The Economic and Financial Crimes Commission (EFCC) said it does not want bail for a former Chairman of the Pension Reform Task Team, Abdulrasheed Maina, because he might escape.

The Federal High Court in Abuja, on Thursday, admitted 18 sets of exhibits the Economic and Financial Crimes Commission, EFCC, tendered in evidence against the former Chairman of the defunct Pension Reform Task Team, Abdulrasheed Maina, who is facing a 12-count money laundering charge.

EFCC alleged that the erstwhile pension reform boss used a bank account that was operated by his firm – Common Input Properties & Investment Limited – and laundered funds to the tune of about N2billion, part of which he used to acquire landed properties in Abuja.

It told the court that the Defendant used fictitious names to open and operate various bank accounts, as well as recruited his relatives that were bankers to operate fake bank accounts through which illicit funds were channelled.

Though the Defendant jumped bail since September 29, the court, gave the anti-graft agency the nod to continue the trial in his absence.

At the resumed proceedings in the matter on Thursday, the Prosecution, through its ninth witness, PW-9, Mrs Rouquayya Ibrahim, tendered the exhibits that included Maina’s assets declaration forms, payslips, tax returns of all the companies linked to him, as well as 10 extra-judicial statements he made at the EFCC.

The exhibits were admitted and marked by trial Justice Okon Abang.

Led in evidence by the Prosecution counsel, Mr Mohammed Abubakar, the witness who is an investigator attached to the Anti Money Laundering and Countering of Financing of Terrorism, AML/CFT unit of the EFCC, told the court that a N500m was discovered in the bank account of another company that was traced to the Defendant, Kangolo Dynamic Cleaning Services Limited.

“The company had no existing business. It was a briefcase company and the sole operator of that account was Abdulrasheed Maina. His name did not appear anywhere on the account documentation of the account, even though he was in control of all the deposits and withdrawals from that account”.


The PW-9 further told the court that investigations revealed that Maina had within the period he served as Chairman of the Pension Reform Task Team, operated a dollar account had an inflow of over $460, 000, “mostly in cash”.

“During the search, we discovered documents of properties linked to Maina and his family members, about 32 of them within Nigeria. We also recovered some hard discs and flash drives in his possession, which contained details of some of his investments in Dubai and the US.

“Particularly in Dubai, investigation revealed that his company, North Rich Properties, owned over 50 cars that were used for transport business.

“Investigation also revealed that he owns a Villa in a highbrow area in Dubai. His wife Laila also owns a cleaning services company called Spotless & Flawless”.

The witness said the agency found out that the ex-Pension reform boss paid $2million cash for one of the houses he acquired within the Jabi District of Abuja.

Mrs. Ibrahim, however, regretted that the former owner of the property, Adamu Modibbo, died after he made statements to the EFCC.

“Modibbo was a witness we invited regarding a property in Jabi that Maina purchased for $2million cash.

“He came and volunteered his statement.
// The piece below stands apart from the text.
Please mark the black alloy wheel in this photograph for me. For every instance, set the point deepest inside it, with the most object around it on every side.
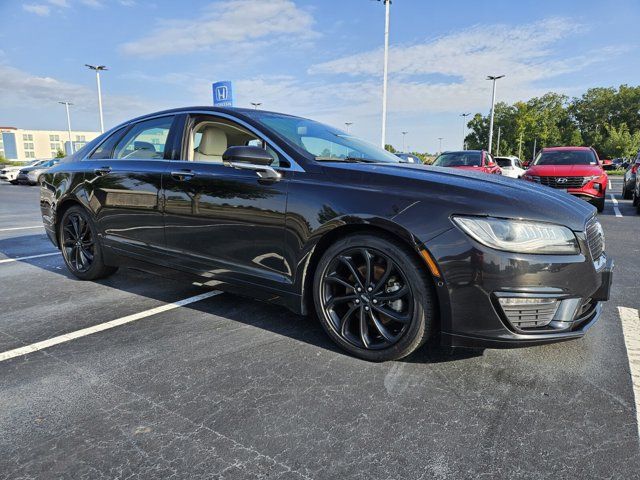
(372, 297)
(80, 247)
Unfortunately, we discovered that he passed away a few months ago. “He died during this COVID-19 period”, the witness added.

Meanwhile, relying on section 359(7) of the Administration of Criminal Justice Act, ACJA, 2015, the court, on Thursday, granted application counsel to Maina’s company, Adeola Adedipe, filed to withdraw from the case.

Adedipe, who earlier represented the 2nd Defendant, Common Input Properties & Investment Limited, said he was no longer willing to continue in the matter.

The court, however, said it would not take cognizance of a similar application that was filed by Maina’s team of lawyers led by Chief J. K. Gadzama, SAN, since none of them was present to move the application.

“So far as this court is concerned, they abandoned the proceedings”, Justice Abang held.